この本読むと、いろんな映画で見覚えのある「あの」ニューヨークが、次々浮かんで来るんです。
見返しのページを開けたその次の最初の「献辞」の7行からノリノリのこの本読むと、ニール・サイモンのニューヨークとか、植草甚一のニューヨークとか、ノラ・エフロンのニューヨークとか…いろんなひとが書いてきた「ニューヨークの空気」が、てんこ盛りの感じです。
南米のとあるクニから盗まれた黄金像がこの街に持ちこまれ、ところが偶然にも複製品が十五体もあったもんだから、ハナシはしっちゃかめっちゃかになる。本物の像を探して誰も彼もがニューヨーク中を走り回る。錯綜した争奪戦を通じてこの都市の「全体像」をきゃははと笑いながら見てください、って趣向でス。

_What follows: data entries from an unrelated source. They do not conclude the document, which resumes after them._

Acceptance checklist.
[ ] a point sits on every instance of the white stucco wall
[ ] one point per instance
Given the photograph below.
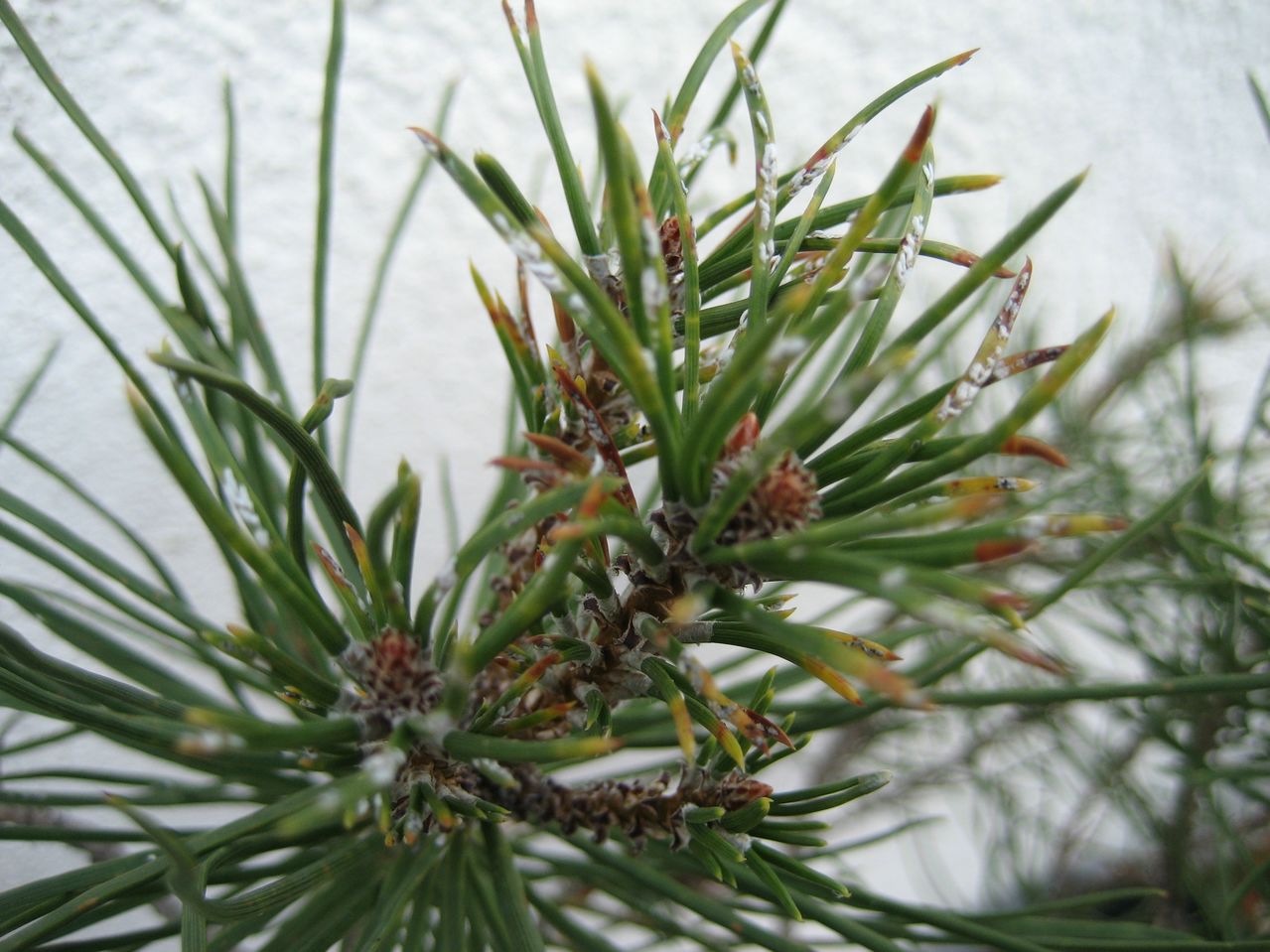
(1153, 95)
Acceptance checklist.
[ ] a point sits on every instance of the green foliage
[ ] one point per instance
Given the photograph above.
(399, 768)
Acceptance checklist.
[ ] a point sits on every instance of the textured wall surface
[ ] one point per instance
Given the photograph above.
(1152, 95)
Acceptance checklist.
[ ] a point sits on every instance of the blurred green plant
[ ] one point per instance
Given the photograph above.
(399, 760)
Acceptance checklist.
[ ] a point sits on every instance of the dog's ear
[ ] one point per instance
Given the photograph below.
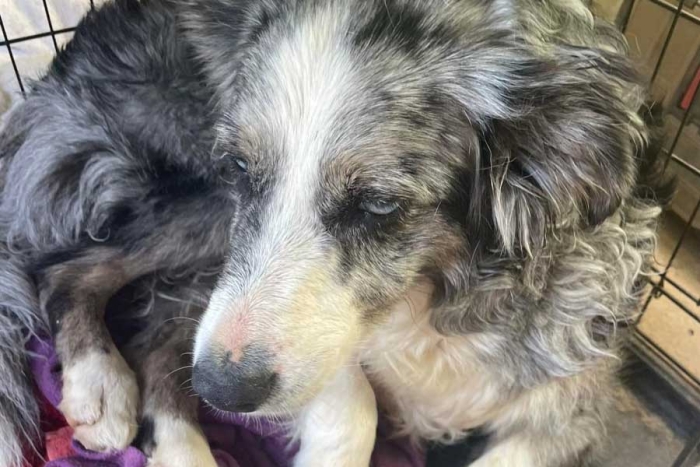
(222, 32)
(562, 152)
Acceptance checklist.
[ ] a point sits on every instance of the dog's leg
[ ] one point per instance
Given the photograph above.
(100, 394)
(339, 427)
(170, 434)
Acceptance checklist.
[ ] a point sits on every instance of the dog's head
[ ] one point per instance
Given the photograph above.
(385, 142)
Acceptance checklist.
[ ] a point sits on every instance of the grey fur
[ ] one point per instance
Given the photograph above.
(507, 131)
(109, 152)
(510, 135)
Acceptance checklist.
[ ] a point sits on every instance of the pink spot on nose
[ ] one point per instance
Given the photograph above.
(234, 336)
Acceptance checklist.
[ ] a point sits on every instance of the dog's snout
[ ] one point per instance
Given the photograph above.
(234, 386)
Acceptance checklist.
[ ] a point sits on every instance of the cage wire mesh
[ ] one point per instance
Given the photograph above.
(680, 296)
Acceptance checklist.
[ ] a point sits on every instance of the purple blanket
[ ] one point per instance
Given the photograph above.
(234, 442)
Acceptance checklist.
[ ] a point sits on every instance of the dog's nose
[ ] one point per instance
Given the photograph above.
(233, 386)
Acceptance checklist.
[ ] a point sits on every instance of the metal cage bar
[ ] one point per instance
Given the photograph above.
(661, 284)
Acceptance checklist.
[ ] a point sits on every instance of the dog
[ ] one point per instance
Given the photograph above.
(443, 205)
(112, 204)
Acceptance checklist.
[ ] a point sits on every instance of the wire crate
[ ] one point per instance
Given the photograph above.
(663, 286)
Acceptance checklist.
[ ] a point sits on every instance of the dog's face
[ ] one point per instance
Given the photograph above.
(382, 143)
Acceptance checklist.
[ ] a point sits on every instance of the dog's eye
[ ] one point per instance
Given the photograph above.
(379, 208)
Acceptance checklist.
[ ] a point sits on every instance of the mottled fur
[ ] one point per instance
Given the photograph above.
(447, 199)
(484, 154)
(106, 177)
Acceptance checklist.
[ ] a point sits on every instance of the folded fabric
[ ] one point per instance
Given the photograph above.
(235, 441)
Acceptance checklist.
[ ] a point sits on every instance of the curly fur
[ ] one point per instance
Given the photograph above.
(511, 137)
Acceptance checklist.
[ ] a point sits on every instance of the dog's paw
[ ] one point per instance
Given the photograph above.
(100, 401)
(179, 444)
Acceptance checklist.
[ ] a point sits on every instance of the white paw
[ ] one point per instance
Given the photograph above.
(179, 444)
(100, 401)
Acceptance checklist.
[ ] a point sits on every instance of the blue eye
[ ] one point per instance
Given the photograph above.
(379, 208)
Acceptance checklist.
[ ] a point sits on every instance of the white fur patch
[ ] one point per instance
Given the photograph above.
(510, 453)
(179, 444)
(339, 427)
(100, 401)
(435, 385)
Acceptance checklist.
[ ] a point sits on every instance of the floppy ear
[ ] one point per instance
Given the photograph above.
(564, 152)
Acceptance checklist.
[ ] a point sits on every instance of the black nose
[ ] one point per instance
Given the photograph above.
(234, 386)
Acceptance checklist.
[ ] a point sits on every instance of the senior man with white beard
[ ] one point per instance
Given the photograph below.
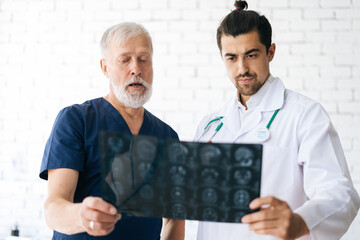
(74, 208)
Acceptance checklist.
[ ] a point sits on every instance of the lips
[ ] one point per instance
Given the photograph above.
(245, 80)
(135, 86)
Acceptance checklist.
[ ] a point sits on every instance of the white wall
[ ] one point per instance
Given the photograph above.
(49, 58)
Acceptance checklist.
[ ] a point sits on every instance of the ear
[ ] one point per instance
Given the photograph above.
(104, 67)
(271, 52)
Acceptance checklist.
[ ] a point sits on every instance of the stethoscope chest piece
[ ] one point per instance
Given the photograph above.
(262, 134)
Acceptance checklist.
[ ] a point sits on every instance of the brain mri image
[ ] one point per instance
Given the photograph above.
(153, 177)
(145, 150)
(241, 198)
(147, 192)
(177, 152)
(243, 157)
(210, 214)
(178, 194)
(144, 168)
(238, 215)
(210, 155)
(177, 173)
(209, 196)
(242, 176)
(209, 175)
(179, 211)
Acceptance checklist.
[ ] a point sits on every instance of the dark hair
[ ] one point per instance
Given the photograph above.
(241, 21)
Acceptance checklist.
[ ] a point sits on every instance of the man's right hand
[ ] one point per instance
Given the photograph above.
(98, 217)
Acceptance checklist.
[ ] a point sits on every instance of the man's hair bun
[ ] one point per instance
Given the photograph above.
(240, 5)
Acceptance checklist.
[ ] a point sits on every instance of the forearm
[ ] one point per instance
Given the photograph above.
(173, 229)
(63, 216)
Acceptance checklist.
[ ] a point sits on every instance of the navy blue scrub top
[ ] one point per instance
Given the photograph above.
(73, 144)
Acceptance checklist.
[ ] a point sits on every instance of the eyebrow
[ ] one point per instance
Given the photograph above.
(246, 53)
(230, 55)
(251, 51)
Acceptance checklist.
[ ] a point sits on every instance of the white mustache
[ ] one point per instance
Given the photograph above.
(136, 80)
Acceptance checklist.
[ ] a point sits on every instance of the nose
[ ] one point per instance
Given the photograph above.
(243, 66)
(135, 69)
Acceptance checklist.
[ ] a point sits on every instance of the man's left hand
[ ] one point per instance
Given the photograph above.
(275, 218)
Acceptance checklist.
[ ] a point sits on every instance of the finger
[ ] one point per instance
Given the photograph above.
(263, 215)
(97, 226)
(273, 232)
(268, 200)
(99, 204)
(95, 215)
(261, 225)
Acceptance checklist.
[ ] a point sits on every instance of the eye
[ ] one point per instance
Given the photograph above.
(252, 56)
(124, 60)
(230, 59)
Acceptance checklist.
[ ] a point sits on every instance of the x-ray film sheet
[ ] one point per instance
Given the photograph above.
(153, 177)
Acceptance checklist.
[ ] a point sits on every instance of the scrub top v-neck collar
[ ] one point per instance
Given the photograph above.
(121, 121)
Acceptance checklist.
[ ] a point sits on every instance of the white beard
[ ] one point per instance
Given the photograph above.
(135, 99)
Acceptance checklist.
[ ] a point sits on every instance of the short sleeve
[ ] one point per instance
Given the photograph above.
(65, 146)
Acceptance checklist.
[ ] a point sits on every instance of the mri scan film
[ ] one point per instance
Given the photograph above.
(154, 177)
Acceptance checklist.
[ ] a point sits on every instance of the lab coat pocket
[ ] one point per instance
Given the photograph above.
(277, 170)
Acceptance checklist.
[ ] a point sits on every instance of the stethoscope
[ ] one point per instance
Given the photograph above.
(262, 134)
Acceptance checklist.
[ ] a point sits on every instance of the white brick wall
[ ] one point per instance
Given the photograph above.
(49, 58)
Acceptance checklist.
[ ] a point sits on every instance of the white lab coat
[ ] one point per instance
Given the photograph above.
(303, 162)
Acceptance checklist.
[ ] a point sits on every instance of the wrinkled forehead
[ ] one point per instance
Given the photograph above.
(134, 43)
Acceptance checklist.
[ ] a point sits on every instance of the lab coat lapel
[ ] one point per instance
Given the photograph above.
(231, 120)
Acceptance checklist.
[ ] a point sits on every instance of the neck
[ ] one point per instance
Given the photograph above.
(133, 117)
(243, 99)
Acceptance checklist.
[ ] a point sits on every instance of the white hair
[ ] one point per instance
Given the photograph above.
(121, 33)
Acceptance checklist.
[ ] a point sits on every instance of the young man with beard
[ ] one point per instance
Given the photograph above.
(74, 208)
(306, 189)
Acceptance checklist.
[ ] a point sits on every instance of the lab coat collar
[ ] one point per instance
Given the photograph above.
(269, 97)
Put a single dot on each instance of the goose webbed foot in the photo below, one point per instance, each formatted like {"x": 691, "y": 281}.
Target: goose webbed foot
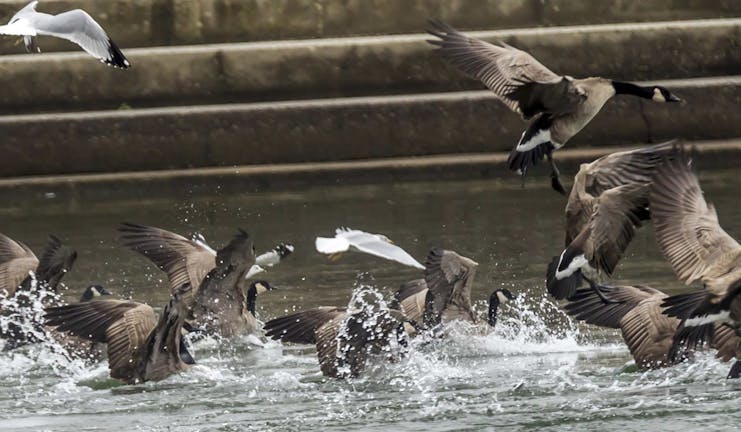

インチキ航空貨物会社の青年がいて、離婚の瀬戸際にあるハープ奏者の女性がいて、へんな市民運動の活動家がいて、個人宅用プールのセールスマンがいて、ハーレムのボスがいたりして、あやしげな投資家がいたりして、まだまだ一杯いて、ダウンタウンからロングアイアランドの高級住宅地から空港から図書館まで、ありとらゆる場所が出てくる!
無数の人物を配した上で、おフザケの中に、男と女、ジェンダーの問題から貧富の格差から、性的嗜好や人種偏見のハナシまで、さりげなく入ってる。それがぜんぶ、かなり粋に茶化されてます。字で読んで、しかも翻訳モノの文体でこれだけおかしい「小説のカタチの都市論」も、あんまりないという気がする。
解説によると、書かれたのが1976年らしいけど、70年代の猥雑な「生きたニューヨーク」を生鮮保存した感じ。
笑わせて、わくわくさせて、ほいでときどきじーんとさせる。読み終えると、眼に栄養をもらった気分の一冊です。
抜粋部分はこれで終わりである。